As the pain might be the result of causes such as endometriosis, ovary cysts, Bartholin’s cysts and pelvic infections, a gynecological examination is a must. In the psychogenic dyspareunia, the pain entails phobic expectancies.

Vaginismus is also described among sexual pain disorders.

Treatment in sexual dysfunctions in general

In the recent years, usually, problem focused and short behavioral sexual therapies are conducted more in the treatment of sexual dysfunctions.
Together with this, depending on the level of the intrapsychic conflicts, dynamic and analytic psychotherapies are still valid. However, the effectiveness of hormone and medicine treatments, hypnosis and assisting methods are temporary.

The sexual therapy method of Masters and Johnson has been improved by many doctors, foremost by H.Kaplan. After the assessment of the patient, personal, group, couple and marriage therapies can be conducted.
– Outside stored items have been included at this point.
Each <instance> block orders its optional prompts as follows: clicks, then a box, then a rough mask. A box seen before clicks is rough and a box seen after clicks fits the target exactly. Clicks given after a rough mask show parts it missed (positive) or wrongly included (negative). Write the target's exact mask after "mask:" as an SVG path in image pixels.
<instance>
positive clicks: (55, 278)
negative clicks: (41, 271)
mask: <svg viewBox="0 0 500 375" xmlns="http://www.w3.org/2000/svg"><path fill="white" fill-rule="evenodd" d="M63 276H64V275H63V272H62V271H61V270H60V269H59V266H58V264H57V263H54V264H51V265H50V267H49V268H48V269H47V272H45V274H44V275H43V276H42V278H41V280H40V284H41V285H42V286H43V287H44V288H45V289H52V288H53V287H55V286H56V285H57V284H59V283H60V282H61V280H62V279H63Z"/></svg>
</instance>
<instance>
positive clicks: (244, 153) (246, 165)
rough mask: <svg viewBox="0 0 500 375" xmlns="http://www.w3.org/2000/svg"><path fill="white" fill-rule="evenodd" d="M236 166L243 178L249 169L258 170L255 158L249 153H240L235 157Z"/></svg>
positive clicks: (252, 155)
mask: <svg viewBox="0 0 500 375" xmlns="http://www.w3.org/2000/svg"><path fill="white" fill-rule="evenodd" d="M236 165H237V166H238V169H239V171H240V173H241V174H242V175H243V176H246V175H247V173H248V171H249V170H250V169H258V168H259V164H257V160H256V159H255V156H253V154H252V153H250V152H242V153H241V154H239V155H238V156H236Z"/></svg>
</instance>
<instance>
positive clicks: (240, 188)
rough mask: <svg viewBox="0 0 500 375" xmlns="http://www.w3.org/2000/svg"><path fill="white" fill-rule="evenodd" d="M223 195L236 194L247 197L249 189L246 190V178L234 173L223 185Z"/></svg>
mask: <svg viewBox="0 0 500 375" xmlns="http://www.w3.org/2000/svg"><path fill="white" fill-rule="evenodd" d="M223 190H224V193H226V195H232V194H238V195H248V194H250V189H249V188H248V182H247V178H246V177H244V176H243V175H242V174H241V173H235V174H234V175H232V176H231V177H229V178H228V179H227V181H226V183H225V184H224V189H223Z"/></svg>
In sexual treatments, the approach has four fundamental features

A couple receives treatment together

  • The couple is assisted in their sexual and nonsexual relations by changes in their behaviors and language to establish a better communication. The aim is to enter into cooperation with the couple and give them the responsibility to overcome their problem.
  • To fix deficient and incorrect knowledge by informing about the anatomy, physiology and psychology of a sexual relation.
  • To give series of graded “sexual home works”. With this method that is based on the cognitive behavioral treatment, therapy is completed in four to ten sessions. The existence of a love bond between the couple is the most significant factor that gives the treatment a chance.